Important Homeless Statistics and Facts

Homelessness is prevalent in Australia and is very common in large cities like Sydney and Brisbane.  The homelessness statistics indicate that one (1) in every two hundred (200) Australians will be homeless on any given night. About 17, 845 of these homeless people are children under 10 years old.  Owing to this surprising and devastating number, there is a need to look at the issue and work together to transform the situation.

How is Homelessness in Australia defined?

Homelessness in Australia is defined as a situation where a person does not have favorable accommodation and are currently living in any of the following circumstances:

  • Staying in inadequate living spaces such as improvised dwellings or tents;
  • There is short and un-extendable tenure or none at all;
  • The living space makes it impossible to have control over social relations;
  • Living in supported accommodation;
  • Staying with other households;
  • Using boarding houses or any other temporary lodging spaces; or
  • Living in extremely overcrowded spaces.

These homeless statistics are based on the definition given by the Australian Bureau of Statistics (ABS).

Who are the homeless in Australia?

Homeless statistics, according to the Australian Bureau of Statistics: Census of Population and Housing: Estimating Homelessness, 2012shows that there are 56% males and 44% females who represent the homeless population. From these numbers, 25% of the homeless are Aboriginal and Torres Strait Islander Australians and 30% are born oversees.

Even though these numbers may be hard to believe, these are devastating facts about homelessness in Australia we must learn to accept.

Why are people homeless?

Several complicated situations have been blamed as the ultimate reasons behind these homelessness statistics. Let us take a look at some of these complex issues below:

  • Rental housing is becoming more and more expensive. The number of homeless people in Australia is continuously increasing because it is very challenging to find budget-friendly housing in the country today.
  • Violence at home. People leave their homes to escape from the violence they experience within their households.  Ironically, they feel safer if they are away from home.
  • Poverty that runs across generations. Australians who come from homeless families almost always end up being homeless.
  • Unemployment. Due to the global economic crisis, many people have to deal with long-term unemployment.  As a result, they struggle making ends meet and end up becoming homeless.
  • Mental disability. People having mental problems and those who suffer from psychological distress are most likely to stray away from their homes or even from mental institutions where they have been admitted and end up being homeless.
  • Exiting from penal institutions. Those who exit prisons find a hard time getting back to the real world due to few job opportunities.  As a result, they suffer economically and many eventually end adding up to the homeless population.


There are many other reasons why people end up being homeless such as financial crisis, economic and social exclusion, exiting state care and severe overcrowding.

What are the impacts of homelessness in relation to the enjoyment of human rights?

Every person has innate human rights that are inviolable. Here, we take a look at the impacts homelessness on these human rights.

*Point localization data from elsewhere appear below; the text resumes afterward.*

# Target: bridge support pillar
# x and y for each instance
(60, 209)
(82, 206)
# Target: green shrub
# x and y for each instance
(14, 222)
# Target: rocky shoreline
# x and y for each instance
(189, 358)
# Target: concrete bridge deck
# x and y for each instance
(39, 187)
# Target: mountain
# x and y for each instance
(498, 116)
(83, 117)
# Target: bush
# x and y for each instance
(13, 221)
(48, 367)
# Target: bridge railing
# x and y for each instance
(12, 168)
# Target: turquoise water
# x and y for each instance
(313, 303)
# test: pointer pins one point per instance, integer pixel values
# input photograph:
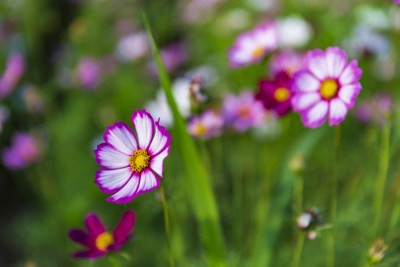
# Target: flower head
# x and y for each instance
(24, 150)
(129, 165)
(97, 240)
(207, 125)
(251, 47)
(326, 88)
(276, 95)
(243, 111)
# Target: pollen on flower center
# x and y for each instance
(104, 240)
(258, 52)
(329, 89)
(281, 94)
(140, 160)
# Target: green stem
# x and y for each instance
(331, 240)
(167, 229)
(382, 175)
(298, 249)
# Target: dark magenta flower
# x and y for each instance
(276, 95)
(97, 240)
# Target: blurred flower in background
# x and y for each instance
(293, 31)
(276, 94)
(327, 88)
(13, 72)
(251, 47)
(207, 125)
(97, 240)
(243, 112)
(130, 165)
(25, 149)
(377, 110)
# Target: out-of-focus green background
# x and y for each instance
(41, 203)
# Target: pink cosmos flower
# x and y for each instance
(326, 88)
(24, 150)
(251, 47)
(129, 166)
(276, 95)
(97, 240)
(12, 74)
(207, 125)
(243, 111)
(286, 61)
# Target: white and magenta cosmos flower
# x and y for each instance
(251, 47)
(326, 88)
(243, 111)
(130, 166)
(97, 240)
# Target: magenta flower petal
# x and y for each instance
(128, 191)
(144, 125)
(110, 158)
(121, 137)
(79, 236)
(94, 225)
(337, 111)
(148, 181)
(124, 228)
(157, 163)
(110, 181)
(316, 115)
(161, 140)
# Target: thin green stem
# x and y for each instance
(382, 175)
(167, 228)
(334, 197)
(298, 250)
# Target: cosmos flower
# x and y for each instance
(326, 88)
(207, 125)
(286, 61)
(129, 166)
(243, 111)
(89, 73)
(97, 240)
(251, 47)
(276, 95)
(24, 150)
(14, 70)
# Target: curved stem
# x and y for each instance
(167, 228)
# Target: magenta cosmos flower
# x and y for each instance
(276, 95)
(243, 111)
(251, 47)
(97, 240)
(326, 88)
(130, 166)
(207, 125)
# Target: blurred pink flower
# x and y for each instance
(97, 240)
(129, 166)
(251, 47)
(89, 73)
(24, 150)
(243, 111)
(286, 61)
(276, 95)
(207, 125)
(326, 88)
(14, 70)
(375, 110)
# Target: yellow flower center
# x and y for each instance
(258, 52)
(329, 89)
(140, 160)
(281, 94)
(104, 240)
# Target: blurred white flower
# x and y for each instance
(294, 31)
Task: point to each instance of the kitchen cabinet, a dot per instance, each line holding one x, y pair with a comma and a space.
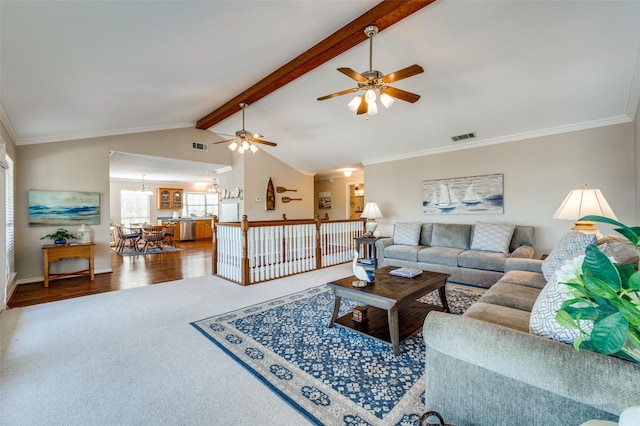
204, 229
170, 198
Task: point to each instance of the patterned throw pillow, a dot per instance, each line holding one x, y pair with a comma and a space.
570, 243
406, 234
543, 314
492, 237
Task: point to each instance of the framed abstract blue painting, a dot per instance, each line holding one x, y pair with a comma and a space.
55, 208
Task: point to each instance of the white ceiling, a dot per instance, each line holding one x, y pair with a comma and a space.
505, 70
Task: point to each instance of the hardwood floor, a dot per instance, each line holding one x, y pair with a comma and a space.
128, 272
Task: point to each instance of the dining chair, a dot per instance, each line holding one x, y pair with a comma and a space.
169, 233
152, 236
125, 236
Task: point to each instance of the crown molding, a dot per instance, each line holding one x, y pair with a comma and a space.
100, 134
7, 125
619, 119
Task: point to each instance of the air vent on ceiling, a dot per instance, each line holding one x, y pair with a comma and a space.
200, 146
463, 137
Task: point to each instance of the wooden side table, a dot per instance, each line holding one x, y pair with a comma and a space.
369, 253
54, 252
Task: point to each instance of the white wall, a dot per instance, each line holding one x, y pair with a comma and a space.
538, 174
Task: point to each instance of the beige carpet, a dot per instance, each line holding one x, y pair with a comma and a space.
131, 357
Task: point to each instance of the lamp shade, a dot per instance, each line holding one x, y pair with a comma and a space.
582, 202
371, 211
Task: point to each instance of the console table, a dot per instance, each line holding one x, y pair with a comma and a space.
54, 252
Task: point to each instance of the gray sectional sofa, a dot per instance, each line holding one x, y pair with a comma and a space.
470, 253
486, 368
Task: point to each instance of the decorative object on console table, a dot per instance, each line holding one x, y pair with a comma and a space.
60, 236
371, 213
289, 199
281, 189
360, 313
582, 202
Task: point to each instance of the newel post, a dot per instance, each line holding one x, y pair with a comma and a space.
244, 263
318, 248
214, 247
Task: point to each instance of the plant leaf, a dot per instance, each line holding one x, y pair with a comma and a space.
610, 334
598, 288
634, 281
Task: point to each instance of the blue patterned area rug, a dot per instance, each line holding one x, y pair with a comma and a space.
331, 375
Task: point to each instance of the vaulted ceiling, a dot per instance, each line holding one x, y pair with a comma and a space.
504, 70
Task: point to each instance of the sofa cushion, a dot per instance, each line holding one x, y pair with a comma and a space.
511, 295
486, 260
408, 253
522, 236
425, 234
500, 315
528, 278
619, 248
570, 243
406, 234
492, 237
543, 315
451, 235
441, 255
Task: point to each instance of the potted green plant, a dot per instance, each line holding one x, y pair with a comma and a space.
59, 237
605, 300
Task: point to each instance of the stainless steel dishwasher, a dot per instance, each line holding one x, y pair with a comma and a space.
187, 230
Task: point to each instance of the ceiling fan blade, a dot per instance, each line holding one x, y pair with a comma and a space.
403, 73
363, 107
226, 140
333, 95
401, 94
262, 141
352, 74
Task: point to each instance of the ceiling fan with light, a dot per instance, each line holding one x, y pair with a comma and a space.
245, 140
375, 84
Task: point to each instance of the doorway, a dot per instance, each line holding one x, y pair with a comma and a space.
356, 200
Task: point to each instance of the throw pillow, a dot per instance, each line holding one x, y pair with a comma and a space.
570, 243
406, 234
543, 314
492, 237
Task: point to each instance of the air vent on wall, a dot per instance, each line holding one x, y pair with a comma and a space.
463, 137
200, 146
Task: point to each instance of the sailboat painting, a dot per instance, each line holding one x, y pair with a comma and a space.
464, 195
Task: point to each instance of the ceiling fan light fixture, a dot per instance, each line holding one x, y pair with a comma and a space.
372, 108
386, 100
355, 103
370, 96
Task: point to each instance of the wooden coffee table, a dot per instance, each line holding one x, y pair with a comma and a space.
394, 313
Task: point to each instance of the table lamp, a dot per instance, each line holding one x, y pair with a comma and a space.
582, 202
370, 212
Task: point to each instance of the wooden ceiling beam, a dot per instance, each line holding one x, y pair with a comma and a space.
383, 15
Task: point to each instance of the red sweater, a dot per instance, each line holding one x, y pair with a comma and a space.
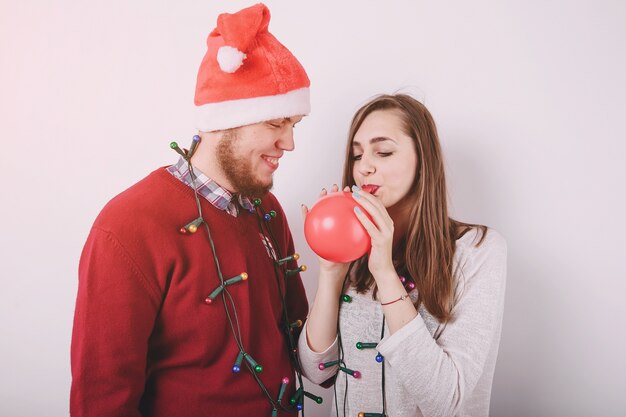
144, 341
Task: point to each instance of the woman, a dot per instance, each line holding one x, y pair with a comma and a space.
413, 327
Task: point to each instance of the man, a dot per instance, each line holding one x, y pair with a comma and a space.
188, 287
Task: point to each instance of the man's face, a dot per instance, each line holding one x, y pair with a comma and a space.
249, 155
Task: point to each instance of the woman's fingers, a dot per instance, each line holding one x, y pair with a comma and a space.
374, 207
304, 210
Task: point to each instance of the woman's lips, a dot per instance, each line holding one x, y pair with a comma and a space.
370, 188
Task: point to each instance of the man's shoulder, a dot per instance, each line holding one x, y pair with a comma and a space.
146, 197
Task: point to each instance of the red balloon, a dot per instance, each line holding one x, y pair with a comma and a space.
333, 231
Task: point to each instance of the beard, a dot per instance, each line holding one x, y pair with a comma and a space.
238, 168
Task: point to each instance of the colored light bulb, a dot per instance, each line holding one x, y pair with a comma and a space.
237, 365
315, 398
324, 365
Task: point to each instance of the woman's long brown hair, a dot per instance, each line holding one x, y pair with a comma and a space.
426, 251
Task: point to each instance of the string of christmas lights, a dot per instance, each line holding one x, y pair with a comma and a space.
409, 285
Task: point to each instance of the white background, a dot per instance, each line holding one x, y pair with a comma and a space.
529, 97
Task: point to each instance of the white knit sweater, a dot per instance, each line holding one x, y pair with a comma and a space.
431, 369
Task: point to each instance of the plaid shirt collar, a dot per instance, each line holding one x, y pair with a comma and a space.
209, 189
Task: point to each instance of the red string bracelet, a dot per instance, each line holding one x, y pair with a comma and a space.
404, 297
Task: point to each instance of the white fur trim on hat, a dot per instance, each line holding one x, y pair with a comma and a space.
229, 58
236, 113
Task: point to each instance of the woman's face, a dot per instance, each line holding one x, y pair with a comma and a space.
385, 160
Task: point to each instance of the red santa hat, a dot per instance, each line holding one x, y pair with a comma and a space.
247, 76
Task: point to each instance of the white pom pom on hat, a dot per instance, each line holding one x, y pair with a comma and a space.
230, 59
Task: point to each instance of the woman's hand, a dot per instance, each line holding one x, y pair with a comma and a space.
380, 230
328, 268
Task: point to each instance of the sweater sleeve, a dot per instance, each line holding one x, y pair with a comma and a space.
310, 360
441, 373
115, 312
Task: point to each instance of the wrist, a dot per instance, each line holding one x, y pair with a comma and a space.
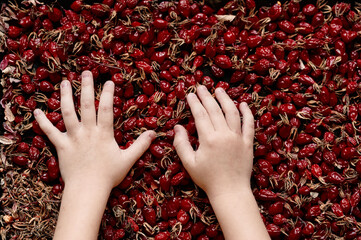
85, 186
230, 191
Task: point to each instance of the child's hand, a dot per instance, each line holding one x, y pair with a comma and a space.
88, 152
223, 161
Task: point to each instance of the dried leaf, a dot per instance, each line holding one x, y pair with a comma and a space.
9, 116
4, 63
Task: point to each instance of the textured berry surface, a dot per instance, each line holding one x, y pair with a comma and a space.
297, 65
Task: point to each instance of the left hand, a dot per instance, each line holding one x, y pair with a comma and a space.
88, 152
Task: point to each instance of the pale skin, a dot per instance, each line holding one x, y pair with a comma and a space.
91, 162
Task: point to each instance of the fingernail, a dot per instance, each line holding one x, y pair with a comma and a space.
86, 74
109, 83
191, 95
64, 83
221, 90
152, 134
37, 112
202, 87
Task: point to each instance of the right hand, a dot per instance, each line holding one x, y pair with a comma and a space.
223, 162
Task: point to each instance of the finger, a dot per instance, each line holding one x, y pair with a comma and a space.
105, 111
183, 146
136, 150
203, 123
214, 111
248, 121
230, 110
67, 107
48, 128
87, 99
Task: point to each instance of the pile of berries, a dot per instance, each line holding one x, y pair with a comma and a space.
298, 66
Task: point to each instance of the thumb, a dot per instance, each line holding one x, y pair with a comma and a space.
136, 150
182, 146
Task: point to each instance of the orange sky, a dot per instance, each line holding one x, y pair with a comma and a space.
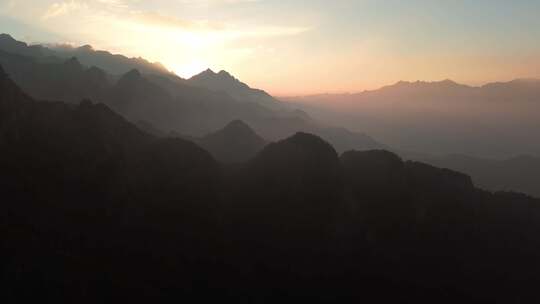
301, 47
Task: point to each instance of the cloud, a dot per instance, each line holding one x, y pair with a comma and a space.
62, 8
159, 20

  • Right to adequate standard of living. Under the international human rights law, every person has the right to an adequate standard of living.  It is every State’s responsibility to provide an adequate living environment to its people. What adequate living is depends on a variety of factors including: security of tenure, affordability and accessibility of habitation, cultural adequacy and availability of materials and facilities for infrastructure.
  • Right to safety. Homelessness makes someone much more vulnerable to personal attacks because of an unsafe living environment. Many homeless women and children end up suffering physical and sexual abuses.  This can only be prevented if they live in safer surroundings and are not homeless anymore.
  • Right to health. Homelessness prevents a person from enjoying the highest possible standard of health. Facts about homelessness generally state that it can lead to complicated health problems such as poor nutrition, substance abuse and depression. Studies have shown that people who are homeless end up suffering disabilities and long-term illnesses more than the average people. Furthermore, homeless people have less access to health care services because of financial problems and lack of medical insurance.
  • Right to education. Despite the Government’s program of providing free or affordable education to all, there are still a considerable amount of homeless people who leave school because of financial problems associated with additional school costs like books, materials and clothes. Another factor that contributes to why homeless people remain out of school is the lack of family support which every student needs.
  • Right to privacy.  People who are homeless are forced to do private things in public places thereby having privacy rights violated. For instance, homeless people sleep, eat and sometimes bathe in public because they have no choice.

Certainly, homelessness is not only an Australian problem. It affects many people across the world and most significantly the third world countries.  By primarily knowing some homelessness facts and statistics, we can start to accept this global issue and perhaps begin to develop solutions for it.